Once again Chaney, who the press of the day rightly dubbed the man of a thousand faces, created his own startling make-up for this scene. And a similarly startling make-up is the origin of the image that inspired our next card too! 


Now then folks, this one very nearly eluded me entirely! For the look of the Mad Axeman you could easily be forgiven for thinking that perhaps this was taken from some old demented comic featuring Frankenstein's monster! Indeed that top 'eavy 'ead and scrunched-up fizzog put me in mind of the long running version of Frankenstein's Monster created by writer and artist Dick Briefer that appeared in Prize comics in the 1940s! 


Alternatively you might be thinking that this card may possibly be the result of our Unknown Artist squashing up a still from a Universal Frankenstein flick - after all,  the Mad Axeman's garb does looks a little bit like the snazzy fleecy jerkin sported by the Monster in Son of Frankenstein (1939).  However, as it turns out, this card is nothing to do with Frankenstein in any incarnation at all! 

Purely by chance I was revisiting an old Robert Fuest flick. Now Fuest was of course responsible for the two classic Dr Phibes movies, and in the last year I'd also revisited two of his other cinematic outings And Soon the Darkness (1970) and The Final Programme (1973) for my podcast (see here and here respectively). Hence I thought I might as well revisit  another of his movies from that era, 1975's The Devil's Rain, a Satanic biker flick that features not only a young John Travolta and William Shatner, but Ernest Borgnine as the Devil! Now if that cast isn't notable enough, the movie features a climax where Mr Borgnine is transformed into a hell-goat and the whole gang of Satan worshippers are melted by supernatural acid rain! 

And it was in that memorably finale where all and sundry liquefy in a quite glorious splatastic fashion, I suddenly leapt up shouting "Mad Axeman!" For behold! Lose the horns and here he is! 


And there we have it - Ernest Borgnine as a melting goat-man! You'll never see Airwolf in the same light ever again now!

Next time we meet another two gentlemen who come bearing the epithet 'mad', but there'll be no liquefying goats I promise!

3 comments:

Anonymous said...

I made several attempts to watch The Devils Rain in its entirety last year. I failed. Despite a very promising opening 15 mins it soon descends into woeful chaos. Hence, I never discovered the connection. I might pour myself a stiff dram and have another attempt tonight in honour of The Mad Axeman...

Anonymous said...

Despite considerable assistance by some decent malt, I've only managed to worry the opening 15 minutes 6 or 7 times.

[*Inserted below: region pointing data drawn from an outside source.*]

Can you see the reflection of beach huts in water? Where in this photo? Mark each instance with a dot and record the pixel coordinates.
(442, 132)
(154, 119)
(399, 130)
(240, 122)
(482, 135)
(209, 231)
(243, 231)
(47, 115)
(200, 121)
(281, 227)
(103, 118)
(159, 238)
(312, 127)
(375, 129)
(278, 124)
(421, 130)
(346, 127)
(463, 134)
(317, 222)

They may have changed directors around this point and the replacement may not have seen Bad Day at Black Rock (1955). Anyway, its all downhill from here.

Anonymous said...

I've never seen The Devils Rain, and most likely won't now, thanks to you sacrifice friend. Drinking isn't the answer to shit films though.
I should know, sir.. I used to have to take a good swally just to get through Rawhead Rex. Two viewings a week bookended by gargantuan drinking sessions. My fucked liver eventually left to seek work with Lucio Fulci, appearing as a shrivelled zombies face in The Beyond.